THE Government's deal for Hinkley Point C has locked consumers into a 'risky and expensive' project with uncertain strategic and economic benefits, a scathing new report has found.

The National Audit Office (NAO), which scrutinises government spending, has slammed the Department for Business, Energy and Industrial Strategy, saying it 'has not sufficiently considered the costs and risks for consumers'.

The NAO report says that when the Government was making its economic case for Hinkley C, 'favourable' assumptions were made about the future fossil fuel prices, renewable costs and follow on nuclear projects which made the deal appear better value for money.

Somerset County Gazette:

The NAO report says it is a widely shared view that the UK needs some new nuclear power to ensure the lowest-cost route to decarbonisation, however is critical of the Hinkley deal.

"The Government only considered the impact on bills up to 2030, which does not take into account the fact that consumers are locked into paying for Hinkley C long afterwards. It did not conclude whether the forecast top-up payments are affordable."

The NAO concluded that the Government's case for the project had weakened since agreeing key commercial terms in 2013.

"Delays have pushed back the nuclear power plant’s construction, and the expected cost of top-up payments under the Hinkley Point C’s contract for difference has increased from £6 billion to £30 billion. 

"But the Department’s capacity to take alternative approaches to the deal were limited after it had agreed terms. "The government has increasingly emphasised Hinkley Point C's unquantified strategic benefits, but it has little control over these and no plan yet in place to realise them."

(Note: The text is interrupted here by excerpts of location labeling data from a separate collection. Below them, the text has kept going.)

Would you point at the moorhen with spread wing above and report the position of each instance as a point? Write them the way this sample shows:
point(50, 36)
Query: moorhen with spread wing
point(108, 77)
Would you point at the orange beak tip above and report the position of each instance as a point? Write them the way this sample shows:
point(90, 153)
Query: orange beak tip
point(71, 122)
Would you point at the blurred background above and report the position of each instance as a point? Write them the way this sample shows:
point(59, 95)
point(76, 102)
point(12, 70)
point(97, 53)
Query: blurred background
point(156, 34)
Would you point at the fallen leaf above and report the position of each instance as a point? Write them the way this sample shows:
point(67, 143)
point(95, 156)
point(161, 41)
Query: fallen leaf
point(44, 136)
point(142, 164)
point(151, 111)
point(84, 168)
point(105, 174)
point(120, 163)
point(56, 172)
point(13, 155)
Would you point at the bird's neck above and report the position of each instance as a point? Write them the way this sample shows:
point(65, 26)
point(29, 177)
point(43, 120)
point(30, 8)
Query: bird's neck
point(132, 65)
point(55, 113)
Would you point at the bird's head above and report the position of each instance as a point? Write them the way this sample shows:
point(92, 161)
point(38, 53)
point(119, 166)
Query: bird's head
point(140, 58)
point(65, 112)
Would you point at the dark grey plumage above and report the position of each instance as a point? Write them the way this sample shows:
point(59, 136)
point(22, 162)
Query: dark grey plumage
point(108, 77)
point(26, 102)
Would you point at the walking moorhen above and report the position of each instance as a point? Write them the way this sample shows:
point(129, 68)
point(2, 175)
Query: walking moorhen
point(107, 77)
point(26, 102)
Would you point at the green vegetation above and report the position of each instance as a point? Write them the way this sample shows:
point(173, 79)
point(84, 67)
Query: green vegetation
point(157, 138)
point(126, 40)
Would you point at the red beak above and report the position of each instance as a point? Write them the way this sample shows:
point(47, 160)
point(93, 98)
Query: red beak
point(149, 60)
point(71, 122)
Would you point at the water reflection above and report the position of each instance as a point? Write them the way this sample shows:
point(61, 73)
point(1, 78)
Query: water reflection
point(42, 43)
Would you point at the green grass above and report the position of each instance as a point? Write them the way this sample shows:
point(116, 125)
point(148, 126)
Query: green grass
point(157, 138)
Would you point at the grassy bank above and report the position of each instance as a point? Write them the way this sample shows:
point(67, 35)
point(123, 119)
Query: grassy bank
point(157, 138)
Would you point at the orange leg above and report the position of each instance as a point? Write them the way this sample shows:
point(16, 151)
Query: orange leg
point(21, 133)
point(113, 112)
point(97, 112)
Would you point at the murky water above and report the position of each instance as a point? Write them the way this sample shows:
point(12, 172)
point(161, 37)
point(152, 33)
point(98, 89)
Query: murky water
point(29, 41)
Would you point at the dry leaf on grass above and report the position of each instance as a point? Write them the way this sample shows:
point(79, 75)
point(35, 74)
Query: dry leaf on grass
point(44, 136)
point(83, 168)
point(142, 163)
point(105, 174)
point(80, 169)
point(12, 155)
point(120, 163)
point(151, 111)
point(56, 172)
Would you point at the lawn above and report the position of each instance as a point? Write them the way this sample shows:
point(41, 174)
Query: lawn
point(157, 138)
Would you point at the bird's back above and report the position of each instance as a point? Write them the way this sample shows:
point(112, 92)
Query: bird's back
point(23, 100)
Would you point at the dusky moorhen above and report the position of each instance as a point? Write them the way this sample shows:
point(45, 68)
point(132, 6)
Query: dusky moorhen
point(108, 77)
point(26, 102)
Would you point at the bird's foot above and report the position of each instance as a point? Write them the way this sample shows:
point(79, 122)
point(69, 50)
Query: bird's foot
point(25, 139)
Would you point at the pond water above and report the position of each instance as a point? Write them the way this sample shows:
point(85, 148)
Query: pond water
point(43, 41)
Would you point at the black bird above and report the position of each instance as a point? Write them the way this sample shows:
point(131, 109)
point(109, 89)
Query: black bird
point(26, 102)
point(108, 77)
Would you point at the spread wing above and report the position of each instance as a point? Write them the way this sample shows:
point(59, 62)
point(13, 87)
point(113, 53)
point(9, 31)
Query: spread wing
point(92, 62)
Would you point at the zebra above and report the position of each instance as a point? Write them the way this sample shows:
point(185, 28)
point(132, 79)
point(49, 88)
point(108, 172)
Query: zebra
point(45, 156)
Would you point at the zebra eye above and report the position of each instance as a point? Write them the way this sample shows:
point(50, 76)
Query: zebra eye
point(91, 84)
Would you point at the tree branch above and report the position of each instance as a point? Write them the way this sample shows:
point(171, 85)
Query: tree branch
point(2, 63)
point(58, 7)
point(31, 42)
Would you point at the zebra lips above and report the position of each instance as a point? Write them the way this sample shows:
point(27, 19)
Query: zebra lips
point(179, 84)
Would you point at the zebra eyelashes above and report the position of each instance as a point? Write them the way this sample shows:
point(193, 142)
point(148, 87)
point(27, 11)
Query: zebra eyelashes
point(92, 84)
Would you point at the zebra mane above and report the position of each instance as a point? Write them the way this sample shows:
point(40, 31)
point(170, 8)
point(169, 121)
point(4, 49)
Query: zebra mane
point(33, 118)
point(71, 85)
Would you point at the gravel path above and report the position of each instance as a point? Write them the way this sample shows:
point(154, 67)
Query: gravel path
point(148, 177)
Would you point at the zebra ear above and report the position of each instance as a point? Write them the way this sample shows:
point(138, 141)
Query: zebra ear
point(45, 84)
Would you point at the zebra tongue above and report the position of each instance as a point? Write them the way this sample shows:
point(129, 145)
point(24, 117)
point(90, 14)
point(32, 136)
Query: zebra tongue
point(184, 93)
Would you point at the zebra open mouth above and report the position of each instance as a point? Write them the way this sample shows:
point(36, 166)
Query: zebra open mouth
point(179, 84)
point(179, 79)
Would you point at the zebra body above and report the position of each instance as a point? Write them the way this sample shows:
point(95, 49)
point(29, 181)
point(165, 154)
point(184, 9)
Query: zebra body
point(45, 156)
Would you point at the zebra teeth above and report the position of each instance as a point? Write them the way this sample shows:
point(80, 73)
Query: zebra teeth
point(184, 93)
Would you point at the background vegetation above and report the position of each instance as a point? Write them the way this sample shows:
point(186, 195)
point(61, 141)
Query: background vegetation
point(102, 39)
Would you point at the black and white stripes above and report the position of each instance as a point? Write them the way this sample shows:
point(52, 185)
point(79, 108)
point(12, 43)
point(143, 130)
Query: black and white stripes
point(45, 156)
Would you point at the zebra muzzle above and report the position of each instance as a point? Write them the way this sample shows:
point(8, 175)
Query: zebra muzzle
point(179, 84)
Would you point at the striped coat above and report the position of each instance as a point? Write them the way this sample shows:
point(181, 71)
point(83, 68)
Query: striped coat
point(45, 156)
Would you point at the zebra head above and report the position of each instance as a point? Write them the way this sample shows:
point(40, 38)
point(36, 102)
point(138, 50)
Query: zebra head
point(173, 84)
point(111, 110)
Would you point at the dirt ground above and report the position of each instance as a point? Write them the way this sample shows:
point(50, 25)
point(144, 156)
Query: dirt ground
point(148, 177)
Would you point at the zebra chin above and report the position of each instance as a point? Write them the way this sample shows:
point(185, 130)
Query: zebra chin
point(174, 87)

The NAO also add that the reactor design for HPC is 'unproven' and that EDF's financial position had weakened since the terms were agreed.
"It will not be known for decades whether Hinkley Point C will be value for money," the report concludes.

Amyas Morse, head of the National Audit Office, said: “The Department has committed electricity consumers and taxpayers to a high cost and risky deal in a changing energy marketplace. 

"Time will tell whether the deal represents value for money, but we cannot say the Department has maximised the chances that it will be.”

However French energy giant EDF remained positive about the NAO findings.

"Today's report shows that Hinkley Point C remains good value for consumers compared with alternative choices," and EDF spokesman said.

"Consumers won’t pay a penny until the power station is operating and it is EDF Energy and CGN who will take the risk and responsibility of delivering it. 

"The project is having a major impact on the UK’s industrial capacity, jobs and skills. Relaunching the UK nuclear new build industry at Hinkley Point C will enable costs for future projects, in particular Sizewell C, to be lower."

Bridgwater and West Somerset MP Ian Liddell-Grainger said the decision to accept fixed-term energy prices for Hinkley was 'about securing the future of UK energy'.

"This project was started under Tony Blair's government and it is the right decision. Yes, some things have changed since the deal was agreed but equally they could change again," Mr Liddell-Grainger said.

"It was vital to get this project off the ground and it is hugely beneficial to the local area."